J’ai trouvé il y a déjà quelques temps dans ce site « psy à paris »
https://psyaparis.fr/infobesite-surcharge-informationnelle/
d’intéressantes réflexions sur l’infobésité dont voici quelques extraits :
------------
« La surcharge informationnelle a été théorisée dans les années 1960 par l’économiste Bertram Myron Gross. Mais c’est surtout l’ouvrage d’Alvin Toffler, « Future Shock », publié en 1970, qui l’a fait connaître au plus grand nombre. Alvin Toffler estimait, de manière assez prophétique, qu’à l’avenir l’excès d’information par rapport à nos capacités à la traiter générerait un stress et une désorientation importantes.
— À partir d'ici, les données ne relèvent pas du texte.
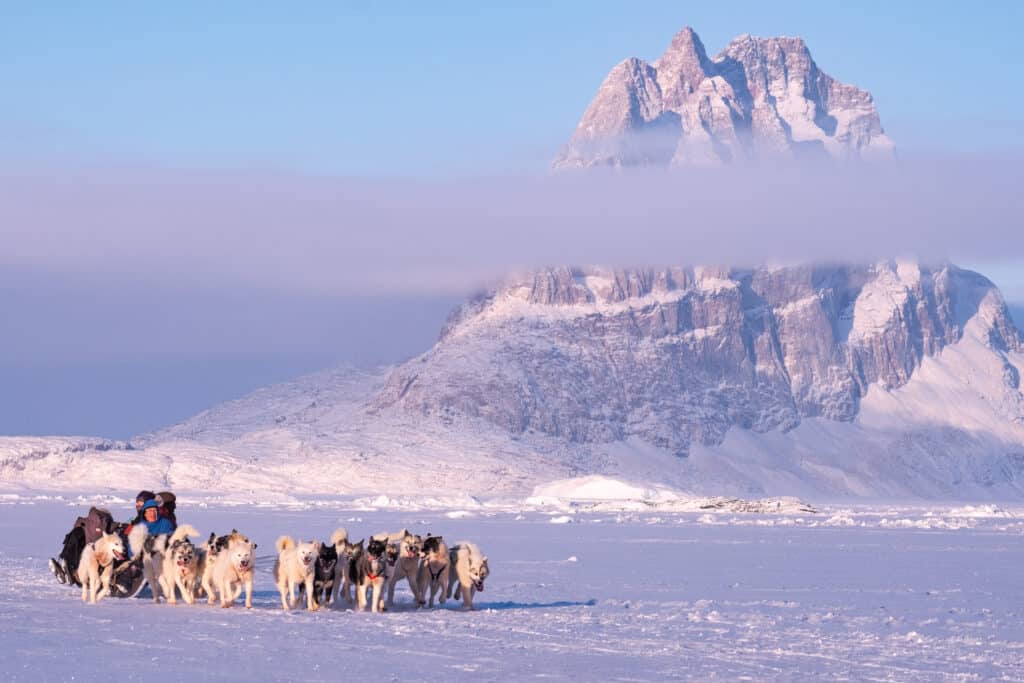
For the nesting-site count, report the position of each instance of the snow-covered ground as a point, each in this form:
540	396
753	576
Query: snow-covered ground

« En France également, certains auteurs ont senti très tôt l’impact que les nouvelles technologie risquaient d’avoir sur nos capacité d’attention. Ainsi, Edgar Morin parlait dès 1981 dans Pour sortir du XXème siècle de nuage informationnel, déclarant :
« Il est étonnant que l’on puisse déplorer une surabondance d’information. Et pourtant, l’excès étouffe l’information quand nous sommes soumis au déferlement ininterrompu d’évènements sur lesquels on ne peut méditer parce qu’ils sont aussitôt chassés par d’autres évènements. Ainsi au lieu de voir, de percevoir les contours, les arêtes de ce qu’apportent les phénomènes, nous sommes comme aveuglés par un nuage informationnel. »
------------
La suite de l’article est très claire sur le sujet de l’information reçue et je n’ai pas grand chose à ajouter. Je m’intéresse davantage aux outils de création et de partage de l’information. J’ai été amené à écrire un petit texte intitulé « le trombinoscope » que je soumets à votre jugement :
https://lambdaway.fr/workshop/?view=trombinoscope
Dans ce texte mon objectif n’est pas de me désoler sur l’infobésité qui nous tue mais de montrer qu’on peut en échapper au prix d’un effort raisonnable.
Pour se donner une chance de libérer l’information !
Je n’ai rien à vendre, je dis ça, je dis rien.